This is a press release from the 4th IFCN Dairy Forum 2023

In the future supply growth, developed and developing regions will be challenged by multiple factors. The former specially by environmental regulations, but both by adverse weather events due to climate change. On the other hand, dairy demand will speed up in developing regions due to population growth and an increment in per capita demand, specially from the increasing middle class. This will result in a higher unsatisfied demand if milk production is not further activated in developing countries. Therefore, the following question rises: How to set up winning strategies for dairy in developing markets? Participants from more than 80 countries attended IFCN’s fourth annual public Dairy Forum on 29 November 2023 to learn more about the visions for winning strategies in developing dairy markets.

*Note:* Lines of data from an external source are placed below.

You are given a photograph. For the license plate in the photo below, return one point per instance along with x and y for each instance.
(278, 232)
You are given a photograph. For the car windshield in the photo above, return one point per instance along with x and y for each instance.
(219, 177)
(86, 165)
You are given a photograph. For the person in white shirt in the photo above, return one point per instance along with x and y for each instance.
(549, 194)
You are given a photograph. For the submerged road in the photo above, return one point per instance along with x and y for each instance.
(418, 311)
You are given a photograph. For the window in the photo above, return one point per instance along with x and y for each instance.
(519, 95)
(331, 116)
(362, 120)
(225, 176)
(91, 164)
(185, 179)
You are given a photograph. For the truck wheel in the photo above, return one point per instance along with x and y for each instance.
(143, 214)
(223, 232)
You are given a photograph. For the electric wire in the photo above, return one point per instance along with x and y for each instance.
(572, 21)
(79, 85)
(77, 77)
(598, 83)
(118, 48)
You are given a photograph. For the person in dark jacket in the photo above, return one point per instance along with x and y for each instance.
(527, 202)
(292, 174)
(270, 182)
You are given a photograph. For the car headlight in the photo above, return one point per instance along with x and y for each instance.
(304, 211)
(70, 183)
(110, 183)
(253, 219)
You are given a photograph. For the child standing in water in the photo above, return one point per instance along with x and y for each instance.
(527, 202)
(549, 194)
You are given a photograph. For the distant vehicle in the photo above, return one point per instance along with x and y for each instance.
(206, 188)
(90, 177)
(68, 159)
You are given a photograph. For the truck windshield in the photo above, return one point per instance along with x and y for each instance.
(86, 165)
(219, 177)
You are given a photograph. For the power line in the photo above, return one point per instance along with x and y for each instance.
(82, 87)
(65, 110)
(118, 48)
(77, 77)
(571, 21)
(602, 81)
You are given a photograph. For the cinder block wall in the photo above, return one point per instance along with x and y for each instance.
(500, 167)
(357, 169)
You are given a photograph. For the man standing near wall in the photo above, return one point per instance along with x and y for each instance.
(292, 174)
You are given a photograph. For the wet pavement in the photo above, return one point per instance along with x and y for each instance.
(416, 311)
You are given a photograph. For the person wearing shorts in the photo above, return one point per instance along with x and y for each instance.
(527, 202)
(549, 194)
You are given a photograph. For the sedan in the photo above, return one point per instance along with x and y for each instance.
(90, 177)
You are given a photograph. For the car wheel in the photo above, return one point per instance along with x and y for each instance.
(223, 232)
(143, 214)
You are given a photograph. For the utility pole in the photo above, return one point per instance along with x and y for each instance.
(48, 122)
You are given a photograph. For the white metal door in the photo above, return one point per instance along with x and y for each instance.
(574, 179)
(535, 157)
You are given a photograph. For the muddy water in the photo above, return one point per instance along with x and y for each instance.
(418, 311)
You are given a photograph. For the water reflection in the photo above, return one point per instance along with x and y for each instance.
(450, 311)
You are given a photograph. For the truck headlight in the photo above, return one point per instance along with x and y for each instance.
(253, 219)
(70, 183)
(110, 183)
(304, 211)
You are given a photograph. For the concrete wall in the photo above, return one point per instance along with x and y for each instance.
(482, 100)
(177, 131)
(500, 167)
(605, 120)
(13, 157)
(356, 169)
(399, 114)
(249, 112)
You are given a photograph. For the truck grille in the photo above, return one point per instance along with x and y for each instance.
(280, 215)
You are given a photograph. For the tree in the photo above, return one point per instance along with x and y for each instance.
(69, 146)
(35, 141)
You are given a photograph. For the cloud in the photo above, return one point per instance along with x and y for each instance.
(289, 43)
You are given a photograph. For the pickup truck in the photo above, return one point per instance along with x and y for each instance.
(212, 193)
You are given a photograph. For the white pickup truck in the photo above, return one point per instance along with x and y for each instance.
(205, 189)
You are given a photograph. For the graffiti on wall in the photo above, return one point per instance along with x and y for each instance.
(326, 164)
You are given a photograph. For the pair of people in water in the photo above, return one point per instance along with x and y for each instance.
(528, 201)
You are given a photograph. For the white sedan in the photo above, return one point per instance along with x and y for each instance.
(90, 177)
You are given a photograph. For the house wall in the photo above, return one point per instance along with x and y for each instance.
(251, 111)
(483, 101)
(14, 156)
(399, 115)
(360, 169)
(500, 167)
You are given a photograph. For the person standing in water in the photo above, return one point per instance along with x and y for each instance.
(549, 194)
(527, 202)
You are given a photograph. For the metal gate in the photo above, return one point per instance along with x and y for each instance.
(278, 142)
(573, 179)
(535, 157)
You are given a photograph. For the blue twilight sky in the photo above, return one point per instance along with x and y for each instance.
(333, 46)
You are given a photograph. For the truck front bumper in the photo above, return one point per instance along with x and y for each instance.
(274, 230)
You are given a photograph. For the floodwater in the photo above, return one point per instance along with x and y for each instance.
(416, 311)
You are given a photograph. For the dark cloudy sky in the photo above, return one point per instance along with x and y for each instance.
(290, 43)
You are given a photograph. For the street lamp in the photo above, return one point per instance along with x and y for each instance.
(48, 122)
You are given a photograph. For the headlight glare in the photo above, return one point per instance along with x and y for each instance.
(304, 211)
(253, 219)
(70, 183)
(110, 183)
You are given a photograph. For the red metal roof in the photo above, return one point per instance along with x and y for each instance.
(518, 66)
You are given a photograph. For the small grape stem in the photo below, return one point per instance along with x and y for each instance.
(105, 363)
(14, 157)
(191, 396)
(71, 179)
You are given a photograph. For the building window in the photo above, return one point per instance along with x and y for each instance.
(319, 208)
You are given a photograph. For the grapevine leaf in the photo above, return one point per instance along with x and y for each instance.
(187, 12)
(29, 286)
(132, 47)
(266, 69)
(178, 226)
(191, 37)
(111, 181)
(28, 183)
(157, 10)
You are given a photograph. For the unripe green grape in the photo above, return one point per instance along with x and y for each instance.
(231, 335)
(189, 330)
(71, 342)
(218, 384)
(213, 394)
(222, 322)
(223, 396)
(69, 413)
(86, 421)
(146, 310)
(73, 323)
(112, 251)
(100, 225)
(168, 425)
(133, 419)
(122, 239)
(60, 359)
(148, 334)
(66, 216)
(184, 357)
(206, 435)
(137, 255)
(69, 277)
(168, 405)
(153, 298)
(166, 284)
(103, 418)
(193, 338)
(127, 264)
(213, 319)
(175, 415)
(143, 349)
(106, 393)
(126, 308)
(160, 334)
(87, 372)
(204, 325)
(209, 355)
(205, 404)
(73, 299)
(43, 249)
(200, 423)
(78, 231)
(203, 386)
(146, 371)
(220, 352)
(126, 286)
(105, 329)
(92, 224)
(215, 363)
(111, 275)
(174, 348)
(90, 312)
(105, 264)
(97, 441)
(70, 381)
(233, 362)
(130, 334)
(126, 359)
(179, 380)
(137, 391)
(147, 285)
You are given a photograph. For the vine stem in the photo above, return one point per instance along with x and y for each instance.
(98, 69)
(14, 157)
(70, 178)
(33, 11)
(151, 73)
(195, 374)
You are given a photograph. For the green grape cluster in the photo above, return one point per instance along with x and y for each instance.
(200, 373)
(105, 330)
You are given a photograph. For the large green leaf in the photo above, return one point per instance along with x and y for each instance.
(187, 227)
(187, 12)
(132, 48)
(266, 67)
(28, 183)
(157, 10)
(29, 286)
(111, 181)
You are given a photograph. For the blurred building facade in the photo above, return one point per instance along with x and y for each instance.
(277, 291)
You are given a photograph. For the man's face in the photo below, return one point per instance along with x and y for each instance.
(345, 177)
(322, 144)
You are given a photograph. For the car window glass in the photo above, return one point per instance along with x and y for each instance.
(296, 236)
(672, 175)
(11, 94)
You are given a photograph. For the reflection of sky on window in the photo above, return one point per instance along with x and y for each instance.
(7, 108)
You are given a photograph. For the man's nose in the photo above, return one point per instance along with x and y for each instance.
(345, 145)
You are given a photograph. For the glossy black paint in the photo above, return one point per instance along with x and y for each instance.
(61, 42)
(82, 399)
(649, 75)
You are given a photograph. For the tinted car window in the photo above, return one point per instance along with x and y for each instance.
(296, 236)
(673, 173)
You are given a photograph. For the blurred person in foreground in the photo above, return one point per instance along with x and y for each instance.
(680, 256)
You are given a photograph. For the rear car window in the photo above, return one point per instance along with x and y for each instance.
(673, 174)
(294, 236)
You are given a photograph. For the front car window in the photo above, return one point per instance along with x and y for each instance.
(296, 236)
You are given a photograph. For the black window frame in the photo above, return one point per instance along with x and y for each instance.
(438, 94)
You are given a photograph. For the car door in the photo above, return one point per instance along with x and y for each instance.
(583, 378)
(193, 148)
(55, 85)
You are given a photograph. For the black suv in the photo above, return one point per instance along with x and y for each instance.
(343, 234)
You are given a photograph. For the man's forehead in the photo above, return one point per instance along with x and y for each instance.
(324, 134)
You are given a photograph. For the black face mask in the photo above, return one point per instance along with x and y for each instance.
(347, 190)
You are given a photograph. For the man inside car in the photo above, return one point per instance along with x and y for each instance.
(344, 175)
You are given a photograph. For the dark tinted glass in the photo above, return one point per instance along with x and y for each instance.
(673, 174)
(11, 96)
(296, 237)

Providing science-based evidence to make better decisions:

Ernesto Reyes, Member Advisory Board in IFCN, started by emphasizing the challenges that the world will be facing regarding land availability, increasing demand and GHG emissions. Then, he presented the work that the IFCN has been doing together with GDP, FAO, IFAD and GASL in terms of providing evidence for better decision making and developing tools, as well as methodological approaches to measure the dairy impact. He also highligted the importance of having the farm economic analyisis as a starting point to be able to define successful strategies that will allow the development of the dairy sector. In addition, he expressed that in creating the winning strategy for developing dairy markets, scaling up all the processes is key.

dairy forum

Chile: A good country to produce milk:

In his presentation, Mario Olivares, Veterinarian and Dairy Expert in Cooprinse, mentioned that Chile is a country with low milk production costs and a positive average operating margin. He also highlited that Chile is working on a Sustinable Development Agenda that shows the commitment of the Chilean dairy sector. The main constraints they are currently facing are: the milk price, the dairy farmers mood, the excahnge rate and the political aspect. However, if they overcome these challenges, Chile has the potential of becoming self-sufficient again in the future as they were between 2004 and 2015 when the economical and political situation was beneficial for dairy farmers.

Zimbabwe: Climate smart initiatives in promoting dairy sustainability:

Paidamoyo Patience Chado, CEO of the Zimbabwe Association of Dairy Farmers, presented climate smart initiatives in promoting dairy sustainability in Zimbabwe. She also explained that the main fields of action are: fodder production, breeding, green energy, irrigation development and manure management. In addition, she mentioned that farmers need to acknowledge the fact that climate change is a reality and we are witnessing this impact. They need to understand how their operations are contributing to climate change so that they can recognize the need to adopt climate smart interventions, technologies and trainings being available to them. This will imply that various stakeholders will have to be involved, like the government, the private sector, as well as development partners across the world.

Watch the recorded video session from the IFCN Forum

All panelists agreed that a multistakeholder approach is needed to further promote dairy in developing regions.

IFCN also presented projects that were carried out with GDP, DNA and the Bill & Melinda Gates Foundation in different countries and regions where they are seeking to develop the dairy sector. Finally, it was demonstrated how with the results of these projects, winning strategies can be developed.